What's the (New) Story?

Newspapers hold seminars for their reporters and more often than not journalists are taught to think about narrative and storytelling in their writing. Narrative is supposed to attract readers. Or so editors say. It’s interesting that the overseers of institutions that are losing popularity and subscribers somehow seem to know how to “attract” the “average reader,” but they do and reporters are asked to look for ways to employ narrative in their writing. But at what cost?

Rich writes this morning about the “master narratives” of the campaign. We can see them forming – stories of war, of terrorism, of courage, of Vietnam and 9/11. Following the advice of editors and experts, journalists pick up these narratives and they become the template of the campaign and our public lives.

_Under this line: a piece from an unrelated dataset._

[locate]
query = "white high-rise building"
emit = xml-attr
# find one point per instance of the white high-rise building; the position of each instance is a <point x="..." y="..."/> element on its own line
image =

So Al Gore becomes the man too eager to change and to please. One Bush is the patrician who is baffled by a grocery checkout scanner and his son is the drunken dunce. Kerry is … Well, we all know how this goes on and on. Campaigns are now competitions among these master narratives, and reporters dutifully write their reports within the stick-built construction of these overarching “stories.”

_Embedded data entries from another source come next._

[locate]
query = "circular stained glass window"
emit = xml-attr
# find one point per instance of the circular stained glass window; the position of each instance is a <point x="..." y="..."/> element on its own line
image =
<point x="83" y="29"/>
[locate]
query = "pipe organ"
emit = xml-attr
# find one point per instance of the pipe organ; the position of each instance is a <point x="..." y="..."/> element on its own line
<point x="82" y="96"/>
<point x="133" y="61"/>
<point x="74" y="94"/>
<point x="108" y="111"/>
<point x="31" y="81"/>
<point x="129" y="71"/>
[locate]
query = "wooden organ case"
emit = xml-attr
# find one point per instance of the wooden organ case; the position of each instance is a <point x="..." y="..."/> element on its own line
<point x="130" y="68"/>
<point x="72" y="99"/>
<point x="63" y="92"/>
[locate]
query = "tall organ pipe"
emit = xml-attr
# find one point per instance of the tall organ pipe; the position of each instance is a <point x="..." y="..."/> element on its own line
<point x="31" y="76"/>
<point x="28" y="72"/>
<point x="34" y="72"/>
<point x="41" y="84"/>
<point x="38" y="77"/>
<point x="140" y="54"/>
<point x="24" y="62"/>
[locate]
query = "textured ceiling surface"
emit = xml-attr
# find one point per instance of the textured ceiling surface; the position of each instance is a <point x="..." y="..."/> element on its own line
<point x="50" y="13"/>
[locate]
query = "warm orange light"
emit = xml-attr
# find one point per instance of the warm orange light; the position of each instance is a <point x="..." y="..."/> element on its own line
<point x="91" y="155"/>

My wife tells me that narrative is a perfectly fine way to construct a piece of writing. But she contends it comes at a price. And the price is confinement. Narratives are expressions about what happened, not what will be. They aren’t critical. They don’t even make an argument. They just are and in that sense they are no different than advertising. (The consultants must love the way we now cover campaigns.)

The master narrative isn’t good for candidates or the country. Can a president pick a course that conflicts with the story of his life, even if it’s the right thing? Not a chance. (See Meredith McGehee’s post.) And if voters pick their future on an unchanging “story” of the past, aren’t we giving up the democratic promise of being active participants in public life?

Like I said, we in the press love the narrative way of covering just about everything. (And if we can’t find the perfect narrative foil, some of us will make ‘em up.) But it might help us all if we gave up on the “story” and found instead some fact, some argument, some persuasion, some different way of looking at things, so that the new story of the nation and the world doesn’t turn out to sound so much like the old.